Avec Birdman, Iñárritu abandonne la structure éclatée pour une immersion en faux plan-séquence. Cette grammaire n’est pas une simple prouesse technique : il incarne la spirale mentale de Riggan Thomson (Michael Keaton), acteur déchu hanté par le spectre de sa gloire passée, qui tente de reconquérir une légitimité artistique en montant une pièce à Broadway. Birdman s’érige ainsi en réflexion acérée sur la célébrité, le narcissisme et l’ambiguïté de l’acte créatif.
La caméra de Lubezki, aérienne et fluide, glisse entre les coulisses du théâtre et les méandres de l’inconscient. Mais ici, le caméra devient pure subjectivité : chaque cadrage épouse la conscience altérée de Riggan, fusionnant perception et délire, jusqu’à ce que le réel lui-même se dissolve.
Riggan Thomson est un Icare moderne, écartelé entre l’ombre écrasante de son passé et l’utopie d’une réinvention artistique.

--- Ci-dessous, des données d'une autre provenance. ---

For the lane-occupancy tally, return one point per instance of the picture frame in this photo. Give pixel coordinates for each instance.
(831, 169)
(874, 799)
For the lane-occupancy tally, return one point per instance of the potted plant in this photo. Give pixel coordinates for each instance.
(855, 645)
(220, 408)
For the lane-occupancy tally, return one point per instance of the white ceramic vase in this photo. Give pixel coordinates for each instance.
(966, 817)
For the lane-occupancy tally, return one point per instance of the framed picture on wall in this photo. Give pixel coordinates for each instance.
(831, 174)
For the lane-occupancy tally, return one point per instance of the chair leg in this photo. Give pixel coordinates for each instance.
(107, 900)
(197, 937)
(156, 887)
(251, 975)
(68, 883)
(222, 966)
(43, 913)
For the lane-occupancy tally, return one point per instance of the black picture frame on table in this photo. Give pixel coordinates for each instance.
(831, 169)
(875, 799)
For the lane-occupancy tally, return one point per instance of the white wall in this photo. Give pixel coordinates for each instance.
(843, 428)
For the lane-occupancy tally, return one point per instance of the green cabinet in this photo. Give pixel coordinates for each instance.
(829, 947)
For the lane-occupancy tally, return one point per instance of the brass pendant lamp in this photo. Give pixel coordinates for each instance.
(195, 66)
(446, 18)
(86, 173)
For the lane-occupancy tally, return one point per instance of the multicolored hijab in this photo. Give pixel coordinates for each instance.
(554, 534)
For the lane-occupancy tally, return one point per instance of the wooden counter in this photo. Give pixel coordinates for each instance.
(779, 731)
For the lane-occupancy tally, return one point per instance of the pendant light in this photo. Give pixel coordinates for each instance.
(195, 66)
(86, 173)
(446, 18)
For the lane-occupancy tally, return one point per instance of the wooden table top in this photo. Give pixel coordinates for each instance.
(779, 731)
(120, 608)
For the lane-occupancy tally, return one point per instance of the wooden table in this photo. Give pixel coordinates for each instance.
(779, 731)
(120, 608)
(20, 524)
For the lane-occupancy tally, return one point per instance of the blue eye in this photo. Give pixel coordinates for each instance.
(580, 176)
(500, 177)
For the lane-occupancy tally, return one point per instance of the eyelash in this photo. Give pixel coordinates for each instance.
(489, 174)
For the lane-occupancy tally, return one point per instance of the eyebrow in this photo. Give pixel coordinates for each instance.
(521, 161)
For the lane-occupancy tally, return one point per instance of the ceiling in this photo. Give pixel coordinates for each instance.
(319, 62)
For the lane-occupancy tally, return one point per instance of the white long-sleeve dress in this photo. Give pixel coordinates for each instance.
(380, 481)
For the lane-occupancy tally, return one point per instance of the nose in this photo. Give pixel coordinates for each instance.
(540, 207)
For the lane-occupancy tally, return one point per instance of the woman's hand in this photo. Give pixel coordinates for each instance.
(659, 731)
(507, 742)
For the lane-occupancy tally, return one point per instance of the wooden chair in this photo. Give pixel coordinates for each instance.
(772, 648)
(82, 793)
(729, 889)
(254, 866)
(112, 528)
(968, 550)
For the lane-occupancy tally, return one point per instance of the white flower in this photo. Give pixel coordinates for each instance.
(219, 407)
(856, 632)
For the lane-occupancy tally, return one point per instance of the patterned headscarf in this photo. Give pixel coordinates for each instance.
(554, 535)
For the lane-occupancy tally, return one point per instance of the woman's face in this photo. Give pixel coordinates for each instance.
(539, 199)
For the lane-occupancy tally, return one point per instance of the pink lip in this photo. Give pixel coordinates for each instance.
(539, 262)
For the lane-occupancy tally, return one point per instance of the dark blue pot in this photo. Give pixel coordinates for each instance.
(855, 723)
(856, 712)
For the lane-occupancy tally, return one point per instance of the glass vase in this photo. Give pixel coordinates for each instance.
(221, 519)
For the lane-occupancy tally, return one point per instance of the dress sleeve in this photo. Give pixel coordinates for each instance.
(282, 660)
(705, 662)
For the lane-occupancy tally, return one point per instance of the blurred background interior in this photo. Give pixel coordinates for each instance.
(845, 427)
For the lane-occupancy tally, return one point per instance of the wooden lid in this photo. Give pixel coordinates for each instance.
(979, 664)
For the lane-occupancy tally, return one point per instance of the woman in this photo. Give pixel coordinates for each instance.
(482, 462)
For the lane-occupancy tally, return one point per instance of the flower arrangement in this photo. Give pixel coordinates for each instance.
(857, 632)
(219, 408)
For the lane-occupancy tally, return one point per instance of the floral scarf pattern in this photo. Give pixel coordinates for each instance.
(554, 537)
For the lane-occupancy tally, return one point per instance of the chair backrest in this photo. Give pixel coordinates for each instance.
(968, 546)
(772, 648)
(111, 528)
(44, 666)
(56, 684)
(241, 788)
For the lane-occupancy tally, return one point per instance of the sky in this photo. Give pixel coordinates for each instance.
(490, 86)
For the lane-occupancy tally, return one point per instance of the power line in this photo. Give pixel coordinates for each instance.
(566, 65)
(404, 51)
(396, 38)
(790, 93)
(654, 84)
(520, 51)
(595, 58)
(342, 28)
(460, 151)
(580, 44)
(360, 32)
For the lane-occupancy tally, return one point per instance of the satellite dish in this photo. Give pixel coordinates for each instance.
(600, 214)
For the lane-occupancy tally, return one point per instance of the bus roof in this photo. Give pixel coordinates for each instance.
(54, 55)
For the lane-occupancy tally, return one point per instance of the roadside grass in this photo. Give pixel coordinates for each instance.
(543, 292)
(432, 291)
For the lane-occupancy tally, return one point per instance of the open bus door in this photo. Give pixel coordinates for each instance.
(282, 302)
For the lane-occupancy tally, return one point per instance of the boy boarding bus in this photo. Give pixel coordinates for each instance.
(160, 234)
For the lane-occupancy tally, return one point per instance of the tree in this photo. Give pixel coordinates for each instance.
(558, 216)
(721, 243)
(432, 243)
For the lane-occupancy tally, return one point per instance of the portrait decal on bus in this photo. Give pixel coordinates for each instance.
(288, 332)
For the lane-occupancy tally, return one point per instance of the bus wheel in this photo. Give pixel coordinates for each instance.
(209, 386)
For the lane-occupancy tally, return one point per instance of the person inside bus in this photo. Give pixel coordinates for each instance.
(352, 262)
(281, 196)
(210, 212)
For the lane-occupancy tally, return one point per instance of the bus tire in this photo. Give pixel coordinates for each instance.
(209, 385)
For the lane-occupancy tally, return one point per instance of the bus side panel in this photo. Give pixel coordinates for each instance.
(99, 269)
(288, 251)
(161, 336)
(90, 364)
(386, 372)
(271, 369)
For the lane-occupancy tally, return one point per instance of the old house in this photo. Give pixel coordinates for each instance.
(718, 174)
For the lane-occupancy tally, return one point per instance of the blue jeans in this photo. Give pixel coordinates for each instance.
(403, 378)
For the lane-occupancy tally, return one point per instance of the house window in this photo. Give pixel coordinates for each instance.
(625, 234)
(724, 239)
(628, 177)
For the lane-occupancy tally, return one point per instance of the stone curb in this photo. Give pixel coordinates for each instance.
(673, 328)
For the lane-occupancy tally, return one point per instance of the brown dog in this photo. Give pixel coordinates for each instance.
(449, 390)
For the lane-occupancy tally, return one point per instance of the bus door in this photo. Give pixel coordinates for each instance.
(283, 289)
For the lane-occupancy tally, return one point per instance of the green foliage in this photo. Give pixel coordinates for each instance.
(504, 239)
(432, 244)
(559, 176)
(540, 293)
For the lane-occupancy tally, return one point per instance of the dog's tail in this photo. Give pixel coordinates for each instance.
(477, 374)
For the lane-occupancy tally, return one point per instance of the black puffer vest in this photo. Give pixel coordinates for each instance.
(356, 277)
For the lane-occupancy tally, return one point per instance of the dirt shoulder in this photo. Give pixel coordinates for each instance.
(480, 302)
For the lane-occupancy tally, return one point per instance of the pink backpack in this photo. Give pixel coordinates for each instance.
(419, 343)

Ex-star d’une franchise de super-héros, il lutte pour imposer son statut de « véritable » acteur, offrant ainsi une parabole sur l’éternelle dichotomie entre le cinéma d’auteur et le divertissement industriel. Le casting de Michael Keaton confère une profondeur méta au récit : lui-même ex-Batman, il incarne une icône vieillissante tentant d’échapper à l’empreinte d’un rôle.
Face à lui, Mike Shiner (Edward Norton), acteur de théâtre virtuose mais arrogant, incarne l’illusion d’une pureté artistique, tout aussi factice que la quête de son rival. Entre les deux, une bataille d’égos se joue, opposant non pas deux méthodes d’interprétation, mais deux illusions concurrentes du génie.
Riggan est un funambule piégé entre son désir d’élévation et sa peur du vide. Sa voix intérieure, incarnée par Birdman, murmure les promesses d’une gloire facile et le fardeau d’une reconnaissance. Dans une scène clé, Riggan flotte au-dessus de New York, suspendu entre l’illusion et la réalité. Mais cette apothéose est un mirage. L’envol n’est qu’un rêve, une supercherie qui s’effondre dès qu’un témoin extérieur entre en jeu.
La confrontation entre Broadway et Hollywood alimente la dialectique du film. Le théâtre, perçu comme un art de la vérité, se révèle un champ de bataille d’égos et de jeux de pouvoir. Le cinéma, supposé être un art du faux, offre paradoxalement un regard plus intime et subjectif sur l’intériorité de Riggan.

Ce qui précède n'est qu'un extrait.